Why people care about big data and multi-datacenter replication
This is my final post in a series (here, here, and here) breaking down the following paragraph from our recent press release that touches on some of the key reasons why people choose Cassandra. It reads:
Customers this year chose Cassandra time and time again over competing solutions. The peer-to-peer design allows for high performance with linear scalability and no single points of failure, even across multiple data centers. Combine this with native optimization for the cloud and an extremely robust data model and Cassandra clearly stands apart from the competition for enterprise, mission-critical systems. [emphasis added]

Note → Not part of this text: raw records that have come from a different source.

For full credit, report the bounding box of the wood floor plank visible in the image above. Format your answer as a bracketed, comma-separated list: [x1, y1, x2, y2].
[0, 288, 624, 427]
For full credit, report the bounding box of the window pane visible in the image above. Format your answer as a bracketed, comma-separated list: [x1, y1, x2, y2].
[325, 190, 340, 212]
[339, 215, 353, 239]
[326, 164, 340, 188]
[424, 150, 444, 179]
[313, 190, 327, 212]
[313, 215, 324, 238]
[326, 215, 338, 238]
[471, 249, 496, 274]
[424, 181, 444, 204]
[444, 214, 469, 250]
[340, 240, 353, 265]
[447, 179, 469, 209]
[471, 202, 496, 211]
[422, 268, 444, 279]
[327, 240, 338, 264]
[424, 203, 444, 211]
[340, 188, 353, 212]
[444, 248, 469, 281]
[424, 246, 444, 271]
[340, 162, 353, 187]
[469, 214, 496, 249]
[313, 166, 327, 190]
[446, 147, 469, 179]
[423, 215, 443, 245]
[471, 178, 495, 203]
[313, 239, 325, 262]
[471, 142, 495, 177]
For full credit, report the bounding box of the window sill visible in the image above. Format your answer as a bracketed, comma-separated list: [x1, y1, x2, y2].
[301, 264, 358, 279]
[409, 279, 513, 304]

For many, the idea of spanning multiple datacenters with a single database conjures images of late nights, amazing complexity, and delicate “bubble gum and shoestring” solutions that once created, you would never even think about touching for fear of watching it all crumble. The architectures were so challenging that the cost and complexity simply outweighed the benefits. But in today’s world, it’s becoming more than a benefit — it’s now a requirement. Let me share a few examples:
- Disaster avoidance. Some companies need to plan for a worst-case scenario where they lose contact with an entire datacenter (or “region” in Amazon’s cloud). During the outage, their application running on the database must not fail.
- Performance. Taking the processing to the locality where the application is interacting with its users.
- Scale. One customer of ours is running an application simultaneously collecting massive amounts of device data from its infrastructure in more than ten (10) datacenters across the globe.
- Security. Certain industries have regulations that require local copies of the data, but nobody wants to wait on things like log shipping and batch loads.
The world has shrunk for businesses and IT is often in a race to catch up. The fact is that now big data comes from a wide variety of geographic locations. It only makes sense that developers and operations teams are going to require that their underlying database keep pace. But because of all the “scar tissue” formed from many years of trying to handle even keeping just two (2) datacenters in sync (let alone multiple) people have a healthy skepticism as to whether or not it can really be done.
Not only “can” it be done, it “must” be done as that is going to be a common requirement in this big data world.
I think about it a little like wireless. When wireless networking became a reality, many were ultra skeptical. Remember how hard everyone fought hard to get their computers and phones in their homes and offices in just the right places with just the right wiring? Wireless, at first, seemed far too complicated and a “pie in the sky” vision. But once we started using it, there was no going back. The benefits were too great, and we all started demanding it.
When I talk to customers whose businesses now live and love multi-datacenter replication, I can’t help but think that in a few years, we’ll all be looking back and asking: “How did I ever build applications on just one, or even two, datacenters?